Tenay also noted that the key to TNA’s future is being able to not only work with the corporate giants of the American television industry, but to adhere to ethical standards that are vital to any partnership.
“I said it at that time when we made the deal with Fox Sports Net — that we were going to be held accountable for our product. That Fox Sports Net did not want a product that catered to the lowest common denominator,” he said. “They wanted a product that was athletically based. I think the wrestling business to gain that kind of momentum that we need, to gain the kind of acceptability that we need from mainstream media, by mainstream advertisers; we need to provide an entertaining product, a product that doesn’t cater to the lowest common denominator, a product that highlights the athleticism of the guys involved. Don’t take the easy way out to get the cheap spike in the ratings.”
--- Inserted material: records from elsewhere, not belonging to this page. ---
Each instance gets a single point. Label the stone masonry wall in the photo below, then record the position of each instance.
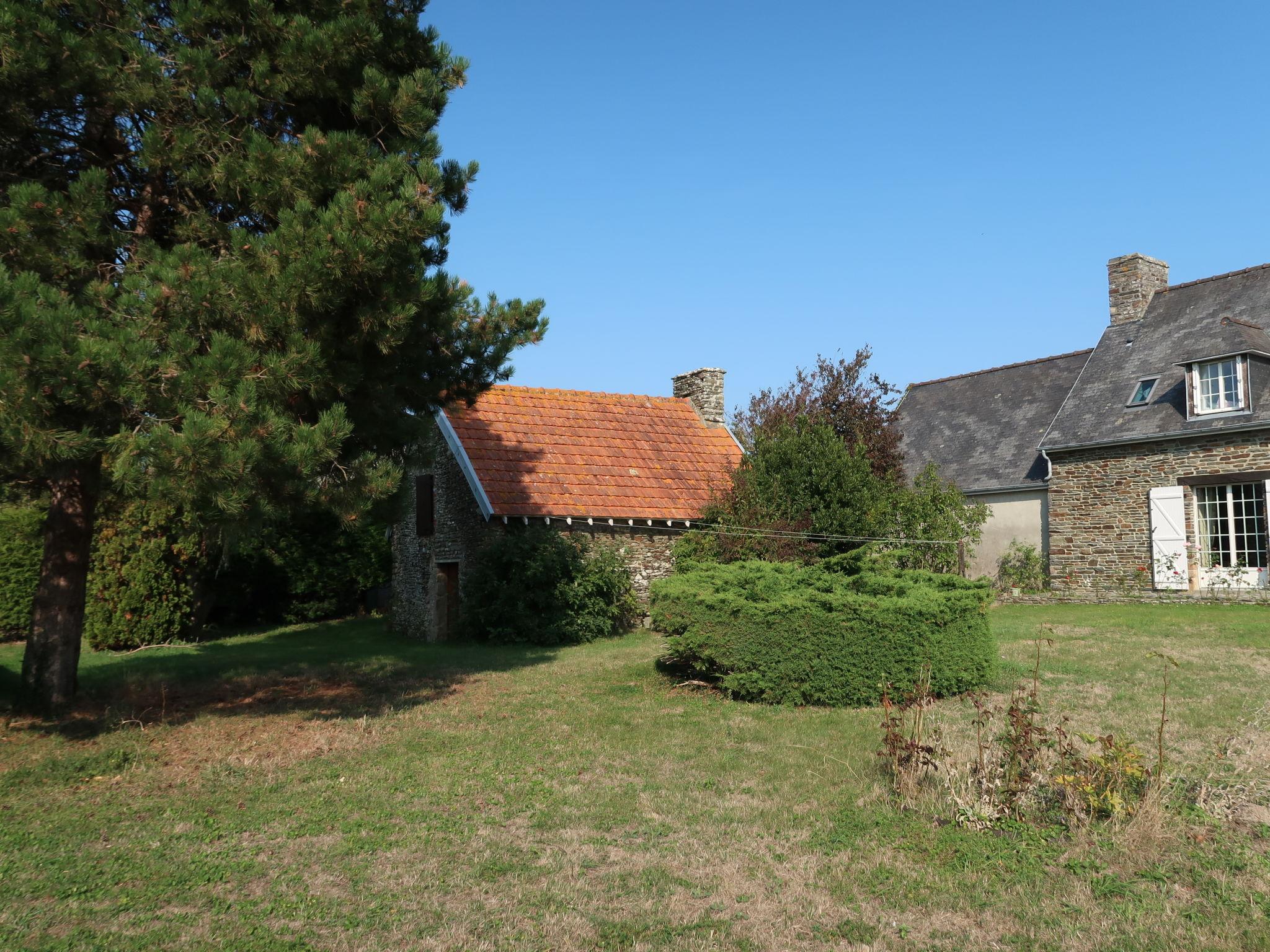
(1099, 511)
(460, 532)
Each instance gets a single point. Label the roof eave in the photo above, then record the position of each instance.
(1156, 437)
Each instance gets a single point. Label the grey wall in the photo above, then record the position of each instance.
(1021, 516)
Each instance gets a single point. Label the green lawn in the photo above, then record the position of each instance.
(334, 787)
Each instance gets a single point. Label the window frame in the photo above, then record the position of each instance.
(1241, 385)
(1220, 496)
(1147, 397)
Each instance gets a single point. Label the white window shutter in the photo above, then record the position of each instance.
(1169, 537)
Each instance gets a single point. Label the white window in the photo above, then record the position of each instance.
(1219, 385)
(1232, 526)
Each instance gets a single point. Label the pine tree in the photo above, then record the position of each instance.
(223, 235)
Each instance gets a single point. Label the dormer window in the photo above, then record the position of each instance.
(1219, 385)
(1142, 391)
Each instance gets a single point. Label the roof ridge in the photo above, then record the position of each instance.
(1003, 367)
(579, 392)
(1217, 277)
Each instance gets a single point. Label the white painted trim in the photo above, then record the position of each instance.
(1171, 434)
(460, 455)
(1221, 357)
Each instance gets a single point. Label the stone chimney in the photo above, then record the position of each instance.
(704, 390)
(1132, 281)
Battered as the wrestling industry may be in North America right now, it is not unique.
In Japan, where for the longest time professional wrestling reigned with immense popularity and profitability, is also struggling. While the popularity of mixed martial arts cannot be ignored, Tenay, a connoisseur of both Japanese and Mexican professional wrestling, made it clear that there are simply too many promotions competing with each other.
“If there’s a [Tokyo] Dome show, there’s going to be wrestlers from five different promotions,” observed Tenay. “What has caused the slump in Japan, and the mixed martial arts has certainly played a role in taking away a part of that audience, but also, being identified with a certain group. It’s like in professional sports, when you have so many trades or free agents; you lose the ability to identify with a team. For me, and I watch Japan wrestling these days, I do not watch it nearly as much as I watched it in the All Japan-New Japan era. These days, if I read in the Wrestling Observer that there’s a kick-ass Tokyo Dome show that I have to see, I will go out of my way to get a tape.”
As for future prospects that Tenay would like to see join the TNA roster, he remained coy in giving out any specific names.
“I can’t give you a name of somebody who is still on a no-compete (clause). I’ve certainly seen some guys that have been released over the course of the last few months that I think could play an important role here. Other than that, let’s look outside the box; let’s maybe bring in more talent from Mexico and Japan, like we’re doing with Shocker. To me, Shocker is so important to us right now because he gives us visibility with the Hispanic audience. To me, it’s good to have people recycled from other promotions. But at the same time, once we get them booked, then let’s show someone different, somebody that we’ve either created or somebody that we’ve enhance.”
Mike Tenay will be calling the matches once again for TNA at the No Surrender PPV on Sunday, July 17th.